= Grace Chia =

Singaporean writer, poet, journalist and editor

Grace Chia (born 1973) is a Singaporean writer, poet, journalist and editor.

==Career==

Chia has published numerous books of poetry, fiction and non-fiction, including a novel, The Wanderlusters and a short story collection, Every Moving Thing That Lives Shall Be Food.

Her poetry collections includes womango in 1998, Cordelia in 2012 which was nominated for the 2014 Singapore Literature Prize and Mother of All Questions in 2017. Her chapbook The Cuckoo Conundrum was featured in The Straits Times as one of the choice picks from a box set series of chapbooks published by the NAC-NTU Writer-in-Residencies.

Chia's work womango engages confessional poetry, poetic prose, concrete poetry and performance poetry to explore themes of identity politics from an Asian, female point of view. In an interview with The Wall Street Journal, former Director of the Singapore Writers Festival, Paul Tan, described her work, along with Cyril Wong, as "sensuous and provocative". Publishers Weekly singled out her short story, "Dewy", amongst many others in the speculative fiction anthology, Fish Eats Lion: New Singaporean Speculative Fiction edited by Jason Erik Lundberg for being one of two "uncomfortable takes on domestic employment's darker side".

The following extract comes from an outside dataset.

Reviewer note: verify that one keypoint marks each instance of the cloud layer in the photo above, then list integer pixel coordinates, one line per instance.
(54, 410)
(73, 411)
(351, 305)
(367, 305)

Her poetry and short stories have been anthologised in publications in Singapore, US, Australia, Germany, France, Hong Kong and Serbia, including Singapore Literature in English: An Anthology, The Brooklyn Rail, Mining for Meaning, Merlion: An Anthology of Poems, Fish Eats Lion, Cha: An Asian Literary Journal, UnFree Verse, Stylus Poetry Journal, die horen, La Traductiere and Knijzevne Novine.

She was the NAC-NTU Writer-in-Residence for 2011-2012.